Toothbrush: The Beginning
Before the invention of modern day toothbrush, ancient people relied on their surroundings to “brush” their teeth. They used items such as chew sticks, bird feathers, animal bones, tree twigs, and porcupine quills.
Come late 1400s, the Chinese people developed a oral hygiene tool with stiff hog’s hair attached to a bamboo stick — closely resembling the modern concept of a toothbrush. Meanwhile, Muslims also created their own brush using a miswak, a twig from a Salvadora persica tree, which they use to clean their teeth. On the other hand, ancient Indian medicine made use of neem tree to create toothbrushes.
In 1780, William Addis of England created the very first mass-produced toothbrush. Eighty years after, H.N. Wadsworth held the first patent for a toothbrush. However, despite the early developments, it took more than two decades for the oral hygiene instrument to be mass produced. By 1938, synthetic fibers like nylon replaced bristles made from animal hairs or furs — leading to the birth of the first toothbrush manufactured from nylon yarn on February 24, 1938 which was credited to American conglomerate DuPont.
In 1954, another development came about thanks to Dr. Philippe Guy Woog of Switzerland who invented the first electric toothbrush. The electric toothbrush, which challenged the traditional manual toothbrush market, featured a plugged-in device running on a line voltage. The electric oral hygiene instrument was designed for people undergoing orthodontic treatment and for those with limited motor skills.

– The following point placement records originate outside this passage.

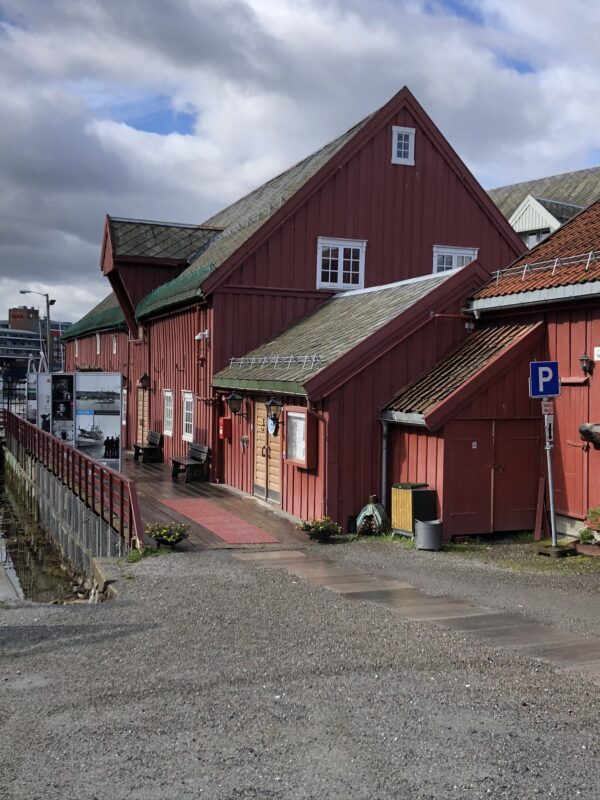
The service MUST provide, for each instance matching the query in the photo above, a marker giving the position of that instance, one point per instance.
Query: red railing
(110, 494)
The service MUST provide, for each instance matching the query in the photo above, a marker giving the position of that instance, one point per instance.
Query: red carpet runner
(226, 526)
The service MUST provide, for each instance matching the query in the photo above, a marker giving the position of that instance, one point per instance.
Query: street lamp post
(48, 331)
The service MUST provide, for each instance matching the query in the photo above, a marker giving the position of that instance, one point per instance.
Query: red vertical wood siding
(401, 211)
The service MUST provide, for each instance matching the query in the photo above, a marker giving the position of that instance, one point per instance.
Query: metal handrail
(109, 493)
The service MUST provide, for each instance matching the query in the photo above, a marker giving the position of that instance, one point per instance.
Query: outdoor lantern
(234, 401)
(274, 407)
(586, 364)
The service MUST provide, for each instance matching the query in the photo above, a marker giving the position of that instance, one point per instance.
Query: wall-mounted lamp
(586, 364)
(274, 407)
(144, 381)
(234, 401)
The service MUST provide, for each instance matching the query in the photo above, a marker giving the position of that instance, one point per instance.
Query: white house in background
(535, 209)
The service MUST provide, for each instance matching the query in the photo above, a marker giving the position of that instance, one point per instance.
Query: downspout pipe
(384, 460)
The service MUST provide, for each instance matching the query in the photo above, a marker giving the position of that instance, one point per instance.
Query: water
(30, 567)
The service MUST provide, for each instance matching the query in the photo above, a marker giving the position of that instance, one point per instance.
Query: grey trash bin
(428, 534)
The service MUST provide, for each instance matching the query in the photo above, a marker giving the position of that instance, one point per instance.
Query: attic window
(447, 258)
(403, 145)
(340, 263)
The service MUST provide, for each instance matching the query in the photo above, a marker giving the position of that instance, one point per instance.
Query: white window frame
(409, 159)
(168, 407)
(187, 421)
(457, 256)
(339, 285)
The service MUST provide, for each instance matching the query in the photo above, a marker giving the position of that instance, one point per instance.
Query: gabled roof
(569, 257)
(248, 222)
(455, 376)
(578, 188)
(161, 240)
(238, 222)
(288, 361)
(106, 315)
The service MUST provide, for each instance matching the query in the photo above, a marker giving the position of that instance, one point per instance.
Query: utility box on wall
(411, 502)
(224, 427)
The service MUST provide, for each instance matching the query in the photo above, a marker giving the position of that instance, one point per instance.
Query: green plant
(593, 515)
(322, 528)
(586, 536)
(167, 532)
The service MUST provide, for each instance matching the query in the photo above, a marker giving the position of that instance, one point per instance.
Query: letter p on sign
(543, 379)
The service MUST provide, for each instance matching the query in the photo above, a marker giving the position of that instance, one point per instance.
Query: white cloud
(515, 92)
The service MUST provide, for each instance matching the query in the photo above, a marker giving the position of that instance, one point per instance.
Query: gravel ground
(211, 677)
(559, 594)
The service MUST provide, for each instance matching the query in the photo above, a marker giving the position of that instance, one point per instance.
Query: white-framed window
(168, 412)
(340, 263)
(447, 258)
(187, 433)
(403, 145)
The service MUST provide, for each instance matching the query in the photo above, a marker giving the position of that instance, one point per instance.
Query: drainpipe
(384, 451)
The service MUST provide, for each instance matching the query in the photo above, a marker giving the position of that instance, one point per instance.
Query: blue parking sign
(543, 379)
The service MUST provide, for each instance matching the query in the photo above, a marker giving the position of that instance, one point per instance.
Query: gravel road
(211, 677)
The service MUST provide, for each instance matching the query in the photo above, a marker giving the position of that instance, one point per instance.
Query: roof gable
(570, 256)
(578, 188)
(248, 222)
(433, 398)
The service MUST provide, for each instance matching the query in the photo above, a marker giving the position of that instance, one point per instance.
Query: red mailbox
(224, 427)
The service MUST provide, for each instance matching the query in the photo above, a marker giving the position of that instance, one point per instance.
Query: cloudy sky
(170, 109)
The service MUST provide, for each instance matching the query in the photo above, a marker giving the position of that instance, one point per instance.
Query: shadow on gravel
(21, 639)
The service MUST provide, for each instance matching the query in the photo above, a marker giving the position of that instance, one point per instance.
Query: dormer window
(340, 263)
(403, 145)
(447, 258)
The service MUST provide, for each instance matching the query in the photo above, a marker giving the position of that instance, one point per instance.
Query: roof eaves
(278, 387)
(555, 294)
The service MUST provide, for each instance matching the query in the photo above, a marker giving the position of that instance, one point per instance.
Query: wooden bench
(195, 465)
(151, 450)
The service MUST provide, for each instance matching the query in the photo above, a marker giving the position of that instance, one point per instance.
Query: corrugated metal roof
(578, 188)
(107, 314)
(539, 268)
(327, 333)
(451, 372)
(164, 240)
(239, 221)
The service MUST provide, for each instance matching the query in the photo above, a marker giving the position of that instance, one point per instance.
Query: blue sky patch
(518, 65)
(465, 9)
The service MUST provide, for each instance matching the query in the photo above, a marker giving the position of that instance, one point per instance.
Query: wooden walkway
(154, 484)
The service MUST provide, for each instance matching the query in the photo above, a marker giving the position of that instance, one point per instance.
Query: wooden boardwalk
(154, 484)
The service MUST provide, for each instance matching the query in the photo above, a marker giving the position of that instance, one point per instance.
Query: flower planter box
(587, 549)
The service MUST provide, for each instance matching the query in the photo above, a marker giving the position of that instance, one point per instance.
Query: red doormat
(223, 524)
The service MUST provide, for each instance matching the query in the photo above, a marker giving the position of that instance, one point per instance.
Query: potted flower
(168, 533)
(321, 529)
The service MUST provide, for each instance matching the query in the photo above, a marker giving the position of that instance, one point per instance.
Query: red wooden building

A few years later, in the 1960s, General Electric released its rechargeable cordless toothbrush. It is capable of moving up and down.
Toothpaste: The Beginning
The first know account on the use of toothpaste suggested that people in early fourth century A.D. in Egypt used a mixture of pepper, iris flowers, mint leaves, and powdered salt as toothpaste.
Meanwhile, Ancient Chinese people, who were also believed to have been among the first users of toothpaste, created their toothpaste through mixing mashed bones and twigs, salt, water, and flower petals. On the other hand, ancient Indians based their toothpaste use to Ayurvedic medicine wherein people chewed and rubbed rare twigs on their teeth to clean and whiten them.
In the 19th century, people used tooth powders made with chalk, salt, or pulverized brick. Tubed toothpaste came into the picture in 1880 through Dr. Washington Sheffield’s Crème Dentifrice. Colgate then imitated the idea and produced its version called Colgate & Company’s Dental Cream in 1896.
Meanwhile, fluoride, the common ingredient in today’s toothpaste, only made its way to the formula in 1914. In 1960, the American Dental Association endorsed fluoride as an effective ingredient in oral care. Other than fluoride, Triclosan, an antibacterial and antifungal agent, was also added into some toothpaste variants. Triclosan serves as an added protection against plaque build-up, bad breath, tooth decay, and gum disease.
At present, toothpaste comes in different kinds, colors, sizes, and formula which each aiming to address a particular oral health issue.